Il secondo obiettivo dell’esperimento è cancellare la condizione di rifugiati dei palestinesi.
È importante ricordare che l’UNRWA è stata costituita per assistere i 700.000 rifugiati palestinesi dopo la creazione di Israele nel 1948. Che questi palestinesi fossero fuggiti o fossero stati espulsi con la forza dalle loro città e villaggi può essere un punto in discussione, ma non c’è alcun dubbio che, dopo che la guerra era finita, Israele abbia rifiutato di consentire ai palestinesi di tornare alle loro case, violando quindi l’articolo 11 della risoluzione 194 delle Nazioni Unite. È così che Israele ha creato il problema dei rifugiati.
Oggi i discendenti di quei rifugiati sono oltre 5 milioni e si è sempre dato per scontato che il loro status sarebbe stato risolto con la creazione di uno Stato palestinese. Dato che è estremamente improbabile che uno Stato palestinese vitale sia una componente dell’”accordo di pace” di Trump, la strategia ora si adopera per eliminare la grande maggioranza dei rifugiati palestinesi come dato storico e contemporaneo.
Ripetendo l’accusa del primo ministro Benjamin Netanyahu di “falsi” rifugiati palestinesi che minacciano lo Stato di Israele perpetuando il diritto al ritorno, Trump sta attualmente affermando che solo le persone nate e che hanno effettivamente vissuto nella Palestina mandataria [cioè governata dagli inglesi, ndtr.] prima della guerra del 1948 – gente che ora ha più di 70 anni – possono essere considerate rifugiate. I loro figli e nipoti no.
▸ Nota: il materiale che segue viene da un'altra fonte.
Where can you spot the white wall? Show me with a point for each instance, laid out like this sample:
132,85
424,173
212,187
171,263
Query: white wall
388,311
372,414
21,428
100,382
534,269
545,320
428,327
Anche qui la logica è chiara. Se viene bloccato il finanziamento all’agenzia che si occupa di milioni di rifugiati, allora essi non saranno più considerati tali, spianando così la strada ad un accordo nei termini decisi da Israele. Bloccare i finanziamenti USA, in altri termini, intende semplicemente avvalorare la folle realtà della post-verità che è diventata il marchio di fabbrica di Trump: in questo caso, che i rifugiati non siano rifugiati.
Mentre nel mondo degli affari di Trump il concetto che i diritti di proprietà possano essere abrogati dopo una generazione sembrerebbe una maledizione, in realtà, attaccare crudelmente gli oppressi collima perfettamente con il suo modus operandi. La sua visione del mondo forse viene espressa al meglio in un recente tweet postato dal suo alleato Netanyahu:
“I deboli crollano, vengono massacrati e cancellati dalla storia mentre i forti, nel bene o nel male, sopravvivono. I forti sono rispettati, ci si allea con i forti, e alla fine con i forti si fa la pace.”
Dalla Cambogia alla Cina e fino all’Europa, il XX^ secolo ha mostrato la sua parte di esperimenti sugli esseri umani, tutti con conseguenze atroci. Sfortunatamente, Trump non ha studiato la storia. Ce la sta mettendo tutta per presentare la sua introduzione di nuovi esperimenti come la ricerca di un accordo di pace, ma, come ha scritto recentemente Gideon Levy su “Haaretz” [giornale israeliano di centro sinistra, ndtr.], in realtà si tratta di una dichiarazione di guerra contro il popolo palestinese.
Le opinioni espresse in questo articolo sono dell’autore e non riflettono necessariamente la politica editoriale di Al Jazeera.
Sull’autore:
Neve Gordon ha conseguito una borsa di studio “Marie Curie” ed è professore di Diritto Internazionale alla Queen Mary University di Londra.